Mechanisms: 6-MP ribonucleotide inhibits purine nucleotide synthesis and metabolism. This alters the synthesis and
function of RNA and DNA. Mercaptopurine interferes with nucleotide interconversion and glycoprotein synthesis.
Therapeutic uses of 6MP:
In the treatment of childhood acute lymphoblastic leukemia.
Pharmacokinatics of 6MP:
Given orally.
Widely distributed except CNS
Metabolized by liver, excreted by kidney.
Toxicity of 6MP:
The common triad
Nephrotoxicity
Acute gout (hyperuricemia) b/c of uric acid metabolism defect so
give the pt. allopurinol as prophylactic, or to reduce the symptoms].

GI upset.
Drug interactions
Allopurinol inhibits xanthine oxidase, the enzyme that breaks down mercaptopurine. Those taking
allopurinol (often used to prevent gout) are at risk for mercaptopurine toxicity.
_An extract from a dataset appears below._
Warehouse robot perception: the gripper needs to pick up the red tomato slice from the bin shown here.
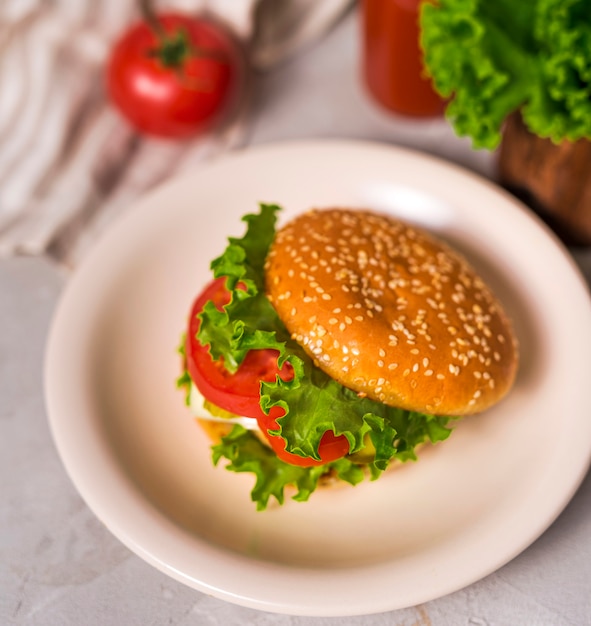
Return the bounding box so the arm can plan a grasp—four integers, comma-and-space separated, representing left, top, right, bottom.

The dose should be reduced
or allopurinol should be discontinued

Note: One of the best known purine antimetabolite is acyclovir, an antiviral agent used to treat herpesvirus infections. Purine
antagonists currently used to treat cancer patients include 6-mercaptopurine (6-MP) and 6-thioguanine (6-TG). These drugs are
similar to each other, and work in the same way. The structures the normal purines (adenine and guanine) with their antagonists
(6-MP and 6-TG)

Pyrimidine Antagonists:
Fluorouracil -S-phase, Cytarabine, Gemcitabine and Capecitabine
5-Flurouracil:

It is pro-drug converted to deoxyuridine monophosphate [active form], inhibits thymidylate synthase enzyme
inhibition of thymidylic acid, one of the essential precursors for DNA synthesis.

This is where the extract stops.